Pour les professionnels et les particuliers

Le choix des implantations pour ces stations, dans des zones d’activité à fort potentiel, et avec une capacité d’avitaillement de plusieurs poids lourds, bus ou autocar par heure, indique clairement que c’est d’abord le transport lourd qui est ciblé par ce réseau. Mais en équipant les distributeurs d’un appareil de règlement par carte bancaire, ses acteurs espèrent aussi séduire les particuliers et les entreprises équipées d’utilitaires légers.

«  La Bretagne, grâce à des gisements de biomasse importants, dispose d’un fort potentiel de réduction de sa dépendance énergétique en produisant localement ce carburant d’origine renouvelable pour le transport », plaident-ils.
 

Pouvoir se déplacer partout en Bretagne au GNV

Le maillage GNV breton a été décidé en tenant compte de 2 contraintes : permettre aux utilisateurs de véhicules GNV « de se déplacer facilement partout en Bretagne », et assurer « une valorisation du biométhane produit localement ». Les acteurs du programme réfléchissent à créer un label régional qui garantirait la filière et l’origine de ce biogaz produit en Bretagne.
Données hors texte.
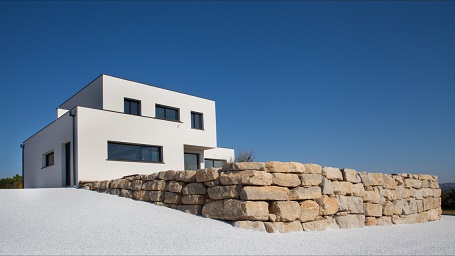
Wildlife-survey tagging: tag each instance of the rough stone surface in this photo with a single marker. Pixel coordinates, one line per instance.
(309, 210)
(285, 210)
(332, 173)
(264, 193)
(224, 192)
(194, 189)
(248, 224)
(247, 177)
(285, 179)
(207, 174)
(302, 193)
(311, 179)
(285, 167)
(283, 227)
(350, 175)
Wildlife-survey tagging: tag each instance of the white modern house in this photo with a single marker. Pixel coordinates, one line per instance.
(115, 127)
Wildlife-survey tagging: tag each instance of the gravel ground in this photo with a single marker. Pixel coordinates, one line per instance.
(72, 221)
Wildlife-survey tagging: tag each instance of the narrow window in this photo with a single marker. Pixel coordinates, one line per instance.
(49, 159)
(132, 107)
(167, 113)
(135, 153)
(197, 121)
(209, 163)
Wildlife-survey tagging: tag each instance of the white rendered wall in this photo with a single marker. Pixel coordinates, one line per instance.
(90, 96)
(116, 89)
(51, 138)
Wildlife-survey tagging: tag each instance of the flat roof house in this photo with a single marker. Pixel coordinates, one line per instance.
(115, 127)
« Cette action en faveur d’une mobilité alternative au fossile constitue un axe fort du futur Pacte Biogazier Breton piloté par l’Etat et la Région dans le cadre des travaux de la Conférence bretonne de la transition énergétique », conclut le document, bien plus riche sur le sujet, que la conférence même qu’il était censé introduire.

 

Stand Liger

Nous avons récemment publié une interview de Joël Tanguy, directeur technique de Liger. La Sem morbihannaise est à la tête de 2 stations de distribution de bioGNV, dont une est ouverte au public.
 
Au salon Biogaz Europe 2019, Liger avait installé un stand particulièrement large et attractif. Grâce à des masques de réalité virtuelle, il était ici possible de s’immerger au cœur même du concept Liger (visite virtuelle d’un centre d’énergies renouvelables, découverte de son modèle d’économie circulaire). Il y avait foule sur ce stand qui mettait à l’honneur de façon très large le territoire départemental, et même régional. Les organisateurs du salon avaient prévu cette affluence en plaçant le stand de telle sorte que les visiteurs puissent graviter en nombre autour.


 

Autres stands GNV

Sur le généreux stand de GRTgaz, la mobilité GNV était omniprésente, en particulier grâce à de grands panneaux lumineux qui en détaillaient les avantages et le réseau de distribution en cours de déploiement pour 2020. Beaucoup de monde aussi sur ce stand chaleureux, tout comme sur celui de GRDF qui présentait un diorama sur la boucle vertueuse complète du biométhane.



Plus à l’écart, le stand de l’AFGNV, où l’on pouvait se renseigner sur la mobilité au gaz naturel et se procurer une note de positionnement de France nature environnement, sur la place du GNV et du bioGNV dans la transition énergétique. Nous vous présenterons ce document dans un prochain article.